| In 1982 you still had "supercomputers" like https://en.wikipedia.org/wiki/Cray_X-MP because you could still make bipolar electronics that beat out mass-produced consumer electronics. By the mid 1990s even IBM abandoned bipolar mainframes and had to introduce parallelism so a cluster of (still slower) CMOS mainframes could replace a bipolar mainframe. This great book was written by someone who worked on this project https://campi.cab.cnea.gov.ar/tocs/17291.pdf and of course for large scale scientific computing it was clear that "clusters of rather ordinary nodes" like the https://www.cscamm.umd.edu/facilities/computing/sp2/index.ht... we had at Cornell were going to win (ours was way bigger) because they were scalable. (e.g. the way Cray himself saw it, a conventional supercomputer had to live within a small enough space that the cycle time was not unduly limited by the speed of light so that kind of supercomputer had to become physically smaller, not larger, to get faster) Now for very specialized tasks like codebreaking, ASICs are a good answer and you'd probably stuff a large number of them into expansion cards into rather ordinary computers and clusters today possibly also have some ASICs for glue and communications such as https://blogs.nvidia.com/blog/whats-a-dpu-data-processing-un... ---- The problem I see with people who attempt parallelism for the first time is that the task size has to be smaller than the overhead to transfer tasks between cores or nodes. That is, if you are processing most CSV files you can't round-robin assign rows to threads but 10,000 row chunks are probably fine. You usually get good results over a large range of chunk size but chunking is essential if you want most parallel jobs to really get a speedup. I find it frustrating as hell to see so many blog posts pushing the idea that some programming scheme like Actors is going to solve your problems and meeting people that treat chunking as a mere optimization you'll apply after the fact. My inclination is you can get the project done faster (human time) if you build in chunking right away but I've learned you just have to let people learn that lesson for themselves. |
Originally, the whole point of the Hadoop architecture was that the data were pre-chunked and already sitting on the local storage of your compute nodes, so that the overhead to transfer at least that first map task was effectively zero, and your big data transfer cost was collecting all the (hopefully much smaller than your input data) results of that into one place in the reduce step.
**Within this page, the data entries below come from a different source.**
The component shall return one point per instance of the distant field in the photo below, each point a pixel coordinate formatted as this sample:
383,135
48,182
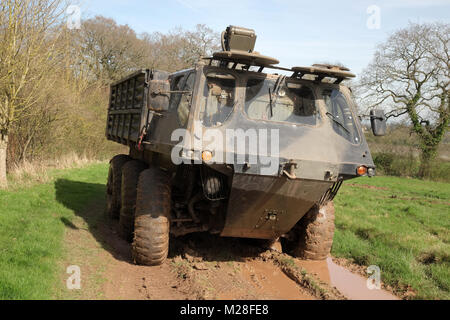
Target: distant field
401,225
32,223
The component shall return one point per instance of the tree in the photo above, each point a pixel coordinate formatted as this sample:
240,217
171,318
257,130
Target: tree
179,49
108,51
27,54
410,76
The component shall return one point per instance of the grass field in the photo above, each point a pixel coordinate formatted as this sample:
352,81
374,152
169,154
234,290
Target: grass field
401,225
32,223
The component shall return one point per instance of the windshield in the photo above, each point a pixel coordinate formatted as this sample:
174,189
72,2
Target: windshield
217,99
280,100
340,114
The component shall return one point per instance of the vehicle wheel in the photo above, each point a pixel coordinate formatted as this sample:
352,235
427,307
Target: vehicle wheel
114,185
313,234
151,225
130,176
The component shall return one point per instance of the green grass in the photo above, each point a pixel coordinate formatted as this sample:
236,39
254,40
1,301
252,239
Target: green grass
401,225
32,223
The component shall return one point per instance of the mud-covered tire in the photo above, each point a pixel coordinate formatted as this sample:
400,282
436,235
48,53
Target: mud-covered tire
151,225
130,177
114,185
314,233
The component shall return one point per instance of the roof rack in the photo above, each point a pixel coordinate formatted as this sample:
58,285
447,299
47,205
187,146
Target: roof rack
321,71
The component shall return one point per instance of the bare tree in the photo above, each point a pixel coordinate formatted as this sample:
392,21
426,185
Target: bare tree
27,43
410,76
107,51
179,49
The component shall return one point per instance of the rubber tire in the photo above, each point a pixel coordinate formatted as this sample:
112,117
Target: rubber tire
314,233
114,185
130,177
152,225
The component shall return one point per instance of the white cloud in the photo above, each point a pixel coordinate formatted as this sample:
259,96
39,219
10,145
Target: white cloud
415,3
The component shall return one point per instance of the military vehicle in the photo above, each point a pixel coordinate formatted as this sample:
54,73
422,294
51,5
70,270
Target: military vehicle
228,149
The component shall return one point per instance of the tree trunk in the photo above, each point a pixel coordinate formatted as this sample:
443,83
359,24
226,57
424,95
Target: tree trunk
3,147
427,157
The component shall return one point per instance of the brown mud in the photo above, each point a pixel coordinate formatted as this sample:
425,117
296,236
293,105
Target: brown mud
199,266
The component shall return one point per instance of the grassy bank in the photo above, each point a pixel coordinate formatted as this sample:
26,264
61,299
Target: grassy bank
32,223
401,225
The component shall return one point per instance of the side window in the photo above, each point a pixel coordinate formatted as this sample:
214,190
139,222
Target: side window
218,99
185,100
340,114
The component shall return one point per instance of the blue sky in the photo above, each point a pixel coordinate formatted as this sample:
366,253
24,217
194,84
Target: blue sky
294,32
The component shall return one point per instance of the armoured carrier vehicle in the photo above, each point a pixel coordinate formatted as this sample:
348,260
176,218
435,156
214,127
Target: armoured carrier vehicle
229,149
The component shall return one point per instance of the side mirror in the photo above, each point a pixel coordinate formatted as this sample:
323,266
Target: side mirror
159,95
378,122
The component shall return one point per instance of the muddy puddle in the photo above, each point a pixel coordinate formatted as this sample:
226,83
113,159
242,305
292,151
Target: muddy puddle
268,282
351,285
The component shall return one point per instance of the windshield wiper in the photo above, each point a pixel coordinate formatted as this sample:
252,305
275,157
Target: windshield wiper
333,117
270,103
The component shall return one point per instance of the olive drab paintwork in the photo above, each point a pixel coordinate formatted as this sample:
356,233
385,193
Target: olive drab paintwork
318,146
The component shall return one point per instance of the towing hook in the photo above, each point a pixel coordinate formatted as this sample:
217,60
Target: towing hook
289,170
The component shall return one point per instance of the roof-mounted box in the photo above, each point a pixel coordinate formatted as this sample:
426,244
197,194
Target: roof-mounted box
238,39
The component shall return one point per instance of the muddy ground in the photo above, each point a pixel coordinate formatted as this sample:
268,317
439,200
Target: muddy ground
199,266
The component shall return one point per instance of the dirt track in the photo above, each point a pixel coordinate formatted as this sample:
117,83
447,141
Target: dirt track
199,267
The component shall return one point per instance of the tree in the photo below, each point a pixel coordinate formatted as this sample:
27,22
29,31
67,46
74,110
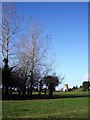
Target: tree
86,85
33,56
10,26
8,43
52,81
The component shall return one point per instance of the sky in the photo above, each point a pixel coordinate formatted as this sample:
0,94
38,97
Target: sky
67,22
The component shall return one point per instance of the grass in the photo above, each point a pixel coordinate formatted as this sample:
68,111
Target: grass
55,108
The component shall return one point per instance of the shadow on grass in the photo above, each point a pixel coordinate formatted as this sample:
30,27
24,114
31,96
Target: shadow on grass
36,97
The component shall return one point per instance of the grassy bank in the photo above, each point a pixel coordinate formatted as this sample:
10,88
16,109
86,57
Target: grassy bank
56,108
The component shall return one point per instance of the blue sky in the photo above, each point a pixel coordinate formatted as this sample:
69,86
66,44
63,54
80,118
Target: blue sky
68,24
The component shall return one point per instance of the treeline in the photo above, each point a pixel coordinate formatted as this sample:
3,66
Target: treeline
27,59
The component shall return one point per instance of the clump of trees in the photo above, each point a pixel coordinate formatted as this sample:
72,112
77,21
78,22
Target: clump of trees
27,62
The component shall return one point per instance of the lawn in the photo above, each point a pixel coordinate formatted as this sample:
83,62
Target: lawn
55,108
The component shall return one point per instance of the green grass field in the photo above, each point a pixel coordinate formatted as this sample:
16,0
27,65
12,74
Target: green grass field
55,108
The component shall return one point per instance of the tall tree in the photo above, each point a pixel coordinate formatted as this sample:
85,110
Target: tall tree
33,55
8,43
10,26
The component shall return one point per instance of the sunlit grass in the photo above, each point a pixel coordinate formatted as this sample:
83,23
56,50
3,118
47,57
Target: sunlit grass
58,108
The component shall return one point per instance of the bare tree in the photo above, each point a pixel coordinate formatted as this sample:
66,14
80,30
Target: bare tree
33,55
8,39
10,25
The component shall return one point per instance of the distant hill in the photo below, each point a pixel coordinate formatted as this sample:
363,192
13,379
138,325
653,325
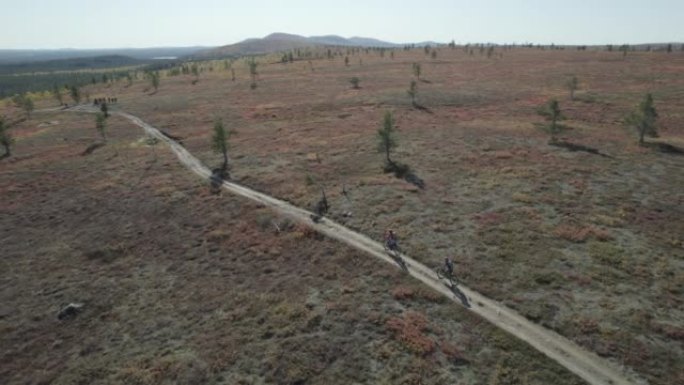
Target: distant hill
15,56
77,64
277,42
Now we're in the cloud and the original data's all sitting in object storage. So shoving all your raw data through a tiny small slow network interface is an essential first step of any job, and it's not nearly so easy to get speedups that were as impressive as what people were doing 15 years ago.
That said I wouldn't want to go back. HDFS clusters were such a PITA to work with and I'm not the one paying the monthly AWS bill.